Ils se sont battus pour réussir. Contre vents et marées, ils y sont parvenus en devenant, pour les autres, des modèles à suivre. Cette race d’hommes d’affaires avisés semble aujourd’hui un lointain souvenir. Portraits croisés.
De l’avis de beaucoup de Congolais, Augustin Dokolo Sanu reste un parfait représentant de la race des self made men du pays. Traits caractéristiques : le flair et un grand sens des affaires. Personnage à la discrétion légendaire, chasseur d’opportunités, il était quasiment présent dans tous les secteurs de l’activité économique. Avant l’indépendance, il possédait déjà une compagnie de taxis et un dancing réputé. Passionné d’arts, ce fut un visionnaire. Dokolo avait monté une chaîne de magasins ayant des ouvertures à l’étranger. Deux ans après son mariage avec une Norvégienne, en 1967, il entreprit sa plus ambitieuse oeuvre : la création de la Banque de Kinshasa (BK). C’était une banque à capitaux nationaux, soit 300 000 zaïres, l’équivalent de 600 000 dollars à la création.En 1974, la Banque de Kinshasa fut victime des mesures de « radicalisation ». Mais l’État zaïrois fit vite de la restituer, deux ans plus tard, à son propriétaire. Parallèlement à la Banque de Kinshasa, Dokolo créa de nombreuses sociétés dans des domaines variés : agriculture, élevage, pêche, café (export), immobilier, distribution, fret, imprimerie, assurances, mines… Au total 17 sociétés formaient son empire industriel, dont les plus importantes furent la Compagnie financière de Kinshasa (COFIKI), la Fiduciaire de gestion (FIGES) avec des participations dans des entreprises, la Société zaïroise d’exportation (SOZADEX), la Ferme de la Lukaya, OMNIZA (commerce général), la Société kinoise d’équipement technique (SOKIDET) spécialisée dans le froid et concurrente de Chanimétal. Ou encore Lagedim, Districar, concessionnaire de Mazda au Zaïre, Fishing Trading Company (FITRACO) spécialisée dans la pêche dans le lac Tanganyika… Au moment de la spoliation de cette société par l’État, un test prometteur de conservation et de mise en boîte de poissons venait d’être réalisé au Maroc.

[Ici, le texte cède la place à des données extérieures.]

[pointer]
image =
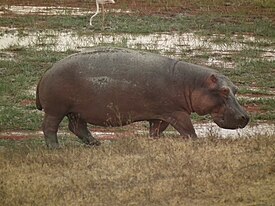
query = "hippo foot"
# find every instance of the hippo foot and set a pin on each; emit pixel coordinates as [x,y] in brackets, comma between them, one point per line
[93,142]
[53,146]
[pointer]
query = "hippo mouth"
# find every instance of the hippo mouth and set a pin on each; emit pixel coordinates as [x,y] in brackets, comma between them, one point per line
[229,123]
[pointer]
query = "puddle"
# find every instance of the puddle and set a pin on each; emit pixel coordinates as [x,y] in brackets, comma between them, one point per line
[203,130]
[53,10]
[175,45]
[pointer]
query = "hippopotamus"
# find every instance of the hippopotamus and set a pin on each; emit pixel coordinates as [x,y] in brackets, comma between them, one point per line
[113,87]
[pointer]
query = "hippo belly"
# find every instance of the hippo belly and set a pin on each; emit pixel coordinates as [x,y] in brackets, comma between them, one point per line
[115,87]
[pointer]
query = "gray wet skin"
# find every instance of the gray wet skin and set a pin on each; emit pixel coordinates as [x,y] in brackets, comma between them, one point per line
[115,87]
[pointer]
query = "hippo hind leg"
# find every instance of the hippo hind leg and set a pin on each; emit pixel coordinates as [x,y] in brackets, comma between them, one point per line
[79,127]
[157,127]
[50,127]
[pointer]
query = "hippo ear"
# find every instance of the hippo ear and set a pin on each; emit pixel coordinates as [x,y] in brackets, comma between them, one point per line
[212,81]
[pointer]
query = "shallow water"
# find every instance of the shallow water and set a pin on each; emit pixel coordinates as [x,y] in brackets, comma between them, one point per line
[202,129]
[50,10]
[176,45]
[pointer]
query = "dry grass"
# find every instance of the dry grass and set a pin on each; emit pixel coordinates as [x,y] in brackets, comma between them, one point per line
[140,171]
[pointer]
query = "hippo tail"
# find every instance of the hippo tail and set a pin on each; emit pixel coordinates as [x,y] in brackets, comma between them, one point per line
[38,104]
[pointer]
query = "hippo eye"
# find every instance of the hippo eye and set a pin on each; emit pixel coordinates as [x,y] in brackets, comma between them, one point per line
[225,91]
[235,90]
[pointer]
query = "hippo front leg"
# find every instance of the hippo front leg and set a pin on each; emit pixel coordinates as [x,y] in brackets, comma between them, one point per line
[79,127]
[50,127]
[182,123]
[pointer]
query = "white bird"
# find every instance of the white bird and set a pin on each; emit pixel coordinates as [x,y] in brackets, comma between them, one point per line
[102,2]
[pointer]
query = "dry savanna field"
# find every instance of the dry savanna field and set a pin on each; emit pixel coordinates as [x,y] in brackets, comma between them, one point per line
[235,37]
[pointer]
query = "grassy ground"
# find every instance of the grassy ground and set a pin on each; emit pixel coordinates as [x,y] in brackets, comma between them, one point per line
[136,170]
[139,171]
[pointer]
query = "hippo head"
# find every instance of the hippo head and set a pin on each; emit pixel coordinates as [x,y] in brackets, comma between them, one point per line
[217,98]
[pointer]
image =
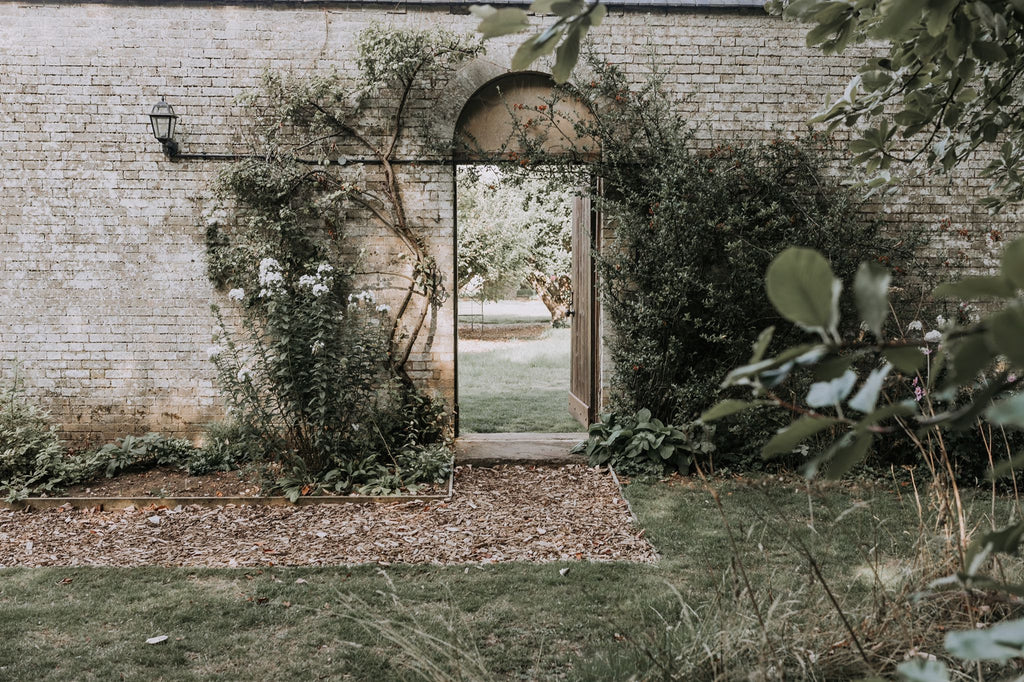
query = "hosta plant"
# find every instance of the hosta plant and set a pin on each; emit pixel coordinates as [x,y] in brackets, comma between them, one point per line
[639,443]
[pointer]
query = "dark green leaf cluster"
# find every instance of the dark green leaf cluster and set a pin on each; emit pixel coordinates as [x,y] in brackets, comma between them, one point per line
[948,83]
[641,444]
[695,228]
[31,453]
[564,37]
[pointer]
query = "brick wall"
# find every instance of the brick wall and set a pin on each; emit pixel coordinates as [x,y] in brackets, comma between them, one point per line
[103,297]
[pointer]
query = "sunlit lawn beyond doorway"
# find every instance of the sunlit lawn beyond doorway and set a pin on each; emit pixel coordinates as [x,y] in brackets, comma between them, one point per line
[513,370]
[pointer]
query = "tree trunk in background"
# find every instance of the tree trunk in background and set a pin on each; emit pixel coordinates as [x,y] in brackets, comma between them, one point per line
[555,292]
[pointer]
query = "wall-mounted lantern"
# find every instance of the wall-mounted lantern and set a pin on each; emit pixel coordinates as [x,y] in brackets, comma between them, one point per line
[163,119]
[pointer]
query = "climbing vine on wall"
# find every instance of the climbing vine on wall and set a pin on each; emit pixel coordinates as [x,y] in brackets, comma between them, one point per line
[314,211]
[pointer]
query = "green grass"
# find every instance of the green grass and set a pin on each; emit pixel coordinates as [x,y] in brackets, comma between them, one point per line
[518,621]
[516,387]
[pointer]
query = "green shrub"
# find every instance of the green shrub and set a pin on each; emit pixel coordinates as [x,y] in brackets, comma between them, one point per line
[640,444]
[30,449]
[223,449]
[695,229]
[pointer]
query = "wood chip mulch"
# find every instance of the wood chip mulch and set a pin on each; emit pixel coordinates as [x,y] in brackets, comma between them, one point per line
[508,513]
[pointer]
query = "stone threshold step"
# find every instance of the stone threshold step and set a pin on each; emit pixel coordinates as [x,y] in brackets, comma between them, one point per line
[483,450]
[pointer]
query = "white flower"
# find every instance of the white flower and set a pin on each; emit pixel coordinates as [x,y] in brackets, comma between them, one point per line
[269,273]
[361,297]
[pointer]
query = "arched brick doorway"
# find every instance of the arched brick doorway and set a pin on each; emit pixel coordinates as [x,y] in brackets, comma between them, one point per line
[485,133]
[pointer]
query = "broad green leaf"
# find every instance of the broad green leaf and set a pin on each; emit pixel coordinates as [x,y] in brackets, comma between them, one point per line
[1009,412]
[867,396]
[730,407]
[834,367]
[801,286]
[761,345]
[987,50]
[827,393]
[976,287]
[1001,642]
[937,16]
[847,452]
[500,22]
[536,47]
[567,54]
[795,433]
[907,359]
[870,288]
[897,16]
[1006,332]
[741,375]
[921,670]
[1013,263]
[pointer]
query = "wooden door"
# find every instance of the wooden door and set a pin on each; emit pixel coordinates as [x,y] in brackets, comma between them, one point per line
[584,381]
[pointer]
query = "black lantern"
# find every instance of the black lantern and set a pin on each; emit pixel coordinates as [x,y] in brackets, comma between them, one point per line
[163,119]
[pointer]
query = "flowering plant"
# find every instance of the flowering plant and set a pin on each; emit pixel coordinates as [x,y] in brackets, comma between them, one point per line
[310,380]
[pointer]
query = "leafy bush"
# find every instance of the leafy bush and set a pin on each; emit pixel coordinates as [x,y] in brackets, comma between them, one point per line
[30,449]
[314,371]
[223,449]
[696,223]
[641,444]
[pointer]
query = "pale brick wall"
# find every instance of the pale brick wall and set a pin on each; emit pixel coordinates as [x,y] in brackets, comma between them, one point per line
[103,297]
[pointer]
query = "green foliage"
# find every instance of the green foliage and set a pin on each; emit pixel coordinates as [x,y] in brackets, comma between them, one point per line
[312,369]
[641,444]
[563,37]
[945,85]
[136,453]
[30,449]
[695,230]
[511,232]
[973,374]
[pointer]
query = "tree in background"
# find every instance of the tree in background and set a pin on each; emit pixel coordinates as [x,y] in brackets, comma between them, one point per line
[512,232]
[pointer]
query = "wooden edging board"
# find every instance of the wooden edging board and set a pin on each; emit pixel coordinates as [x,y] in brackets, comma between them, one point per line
[108,504]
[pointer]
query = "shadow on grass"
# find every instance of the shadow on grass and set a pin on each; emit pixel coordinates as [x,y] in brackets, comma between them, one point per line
[516,386]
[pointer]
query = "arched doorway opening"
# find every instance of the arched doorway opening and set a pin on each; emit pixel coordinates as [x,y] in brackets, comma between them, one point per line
[503,122]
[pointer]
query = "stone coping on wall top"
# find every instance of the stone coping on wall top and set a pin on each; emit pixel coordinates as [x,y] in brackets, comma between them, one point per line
[400,5]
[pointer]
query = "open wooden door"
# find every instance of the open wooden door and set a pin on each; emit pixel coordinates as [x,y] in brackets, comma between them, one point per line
[584,378]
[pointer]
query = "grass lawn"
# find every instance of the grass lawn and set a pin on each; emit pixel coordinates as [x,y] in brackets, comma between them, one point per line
[515,386]
[515,622]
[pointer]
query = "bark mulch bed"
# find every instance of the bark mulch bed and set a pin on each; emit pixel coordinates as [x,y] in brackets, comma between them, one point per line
[508,513]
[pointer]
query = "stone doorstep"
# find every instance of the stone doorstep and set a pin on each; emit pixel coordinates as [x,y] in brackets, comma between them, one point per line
[486,450]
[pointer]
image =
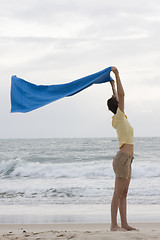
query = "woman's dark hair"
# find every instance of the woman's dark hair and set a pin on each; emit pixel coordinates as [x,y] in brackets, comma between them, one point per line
[112,104]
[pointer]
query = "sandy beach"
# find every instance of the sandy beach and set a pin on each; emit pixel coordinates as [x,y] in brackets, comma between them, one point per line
[81,231]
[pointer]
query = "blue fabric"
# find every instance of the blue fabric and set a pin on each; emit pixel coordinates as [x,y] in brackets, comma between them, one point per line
[26,96]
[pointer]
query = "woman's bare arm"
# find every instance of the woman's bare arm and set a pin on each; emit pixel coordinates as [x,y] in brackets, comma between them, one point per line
[120,90]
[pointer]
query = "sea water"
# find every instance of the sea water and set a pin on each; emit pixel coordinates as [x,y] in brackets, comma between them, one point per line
[74,171]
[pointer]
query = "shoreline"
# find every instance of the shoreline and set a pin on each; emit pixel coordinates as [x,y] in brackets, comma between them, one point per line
[81,231]
[54,214]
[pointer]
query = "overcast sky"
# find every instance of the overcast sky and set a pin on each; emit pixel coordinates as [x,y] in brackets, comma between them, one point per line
[58,41]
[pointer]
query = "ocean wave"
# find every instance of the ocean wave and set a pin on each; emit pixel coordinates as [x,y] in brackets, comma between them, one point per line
[19,168]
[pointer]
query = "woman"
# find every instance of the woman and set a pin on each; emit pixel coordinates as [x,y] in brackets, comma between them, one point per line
[124,157]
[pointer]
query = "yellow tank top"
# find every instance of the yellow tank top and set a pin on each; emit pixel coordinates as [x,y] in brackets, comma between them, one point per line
[123,128]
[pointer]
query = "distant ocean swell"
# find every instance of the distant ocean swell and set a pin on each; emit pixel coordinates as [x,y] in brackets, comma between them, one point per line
[74,171]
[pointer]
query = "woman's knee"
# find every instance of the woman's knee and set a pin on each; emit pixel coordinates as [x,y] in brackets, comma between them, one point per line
[118,195]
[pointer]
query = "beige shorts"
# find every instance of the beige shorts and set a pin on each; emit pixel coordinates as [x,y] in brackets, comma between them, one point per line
[122,164]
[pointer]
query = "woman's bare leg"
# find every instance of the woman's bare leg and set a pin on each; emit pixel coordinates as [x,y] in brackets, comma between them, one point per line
[123,208]
[120,185]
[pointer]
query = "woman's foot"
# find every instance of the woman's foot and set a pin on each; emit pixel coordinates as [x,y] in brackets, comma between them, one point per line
[128,228]
[116,228]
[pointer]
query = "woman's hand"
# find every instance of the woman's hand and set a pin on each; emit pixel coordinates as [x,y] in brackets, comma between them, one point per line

Dokolo n’avait jamais accepté une fonction politique, préférant se consacrer à ses activités de chef d’entreprise. En 1985, sa banque devint une cible à cause d’un accroissement important de ses dettes vis-à-vis de la Banque du Zaïre. La BK fut alors placée, en février 1986, sous gestion administrative. Les immeubles cédés en vue de la couverture des dettes furent détournés. La BK ne fut pas restituée à ses actionnaires à la fin de la période légale de mise sous gestion administrative. Au contraire, elle fut nationalisée et l’intégralité de son patrimoine transférée à la Nouvelle Banque de Kinshasa. De même, toutes les sociétés de Dokolo Sanu furent cédées à l’Union nationale des travailleurs du Zaïre (UNTZA) suite à une mesure politique. Dokolo Sanu ne se remit jamais de cette spoliation organisée. Il tomba malade peu de temps après et décéda à Paris en avril 2001.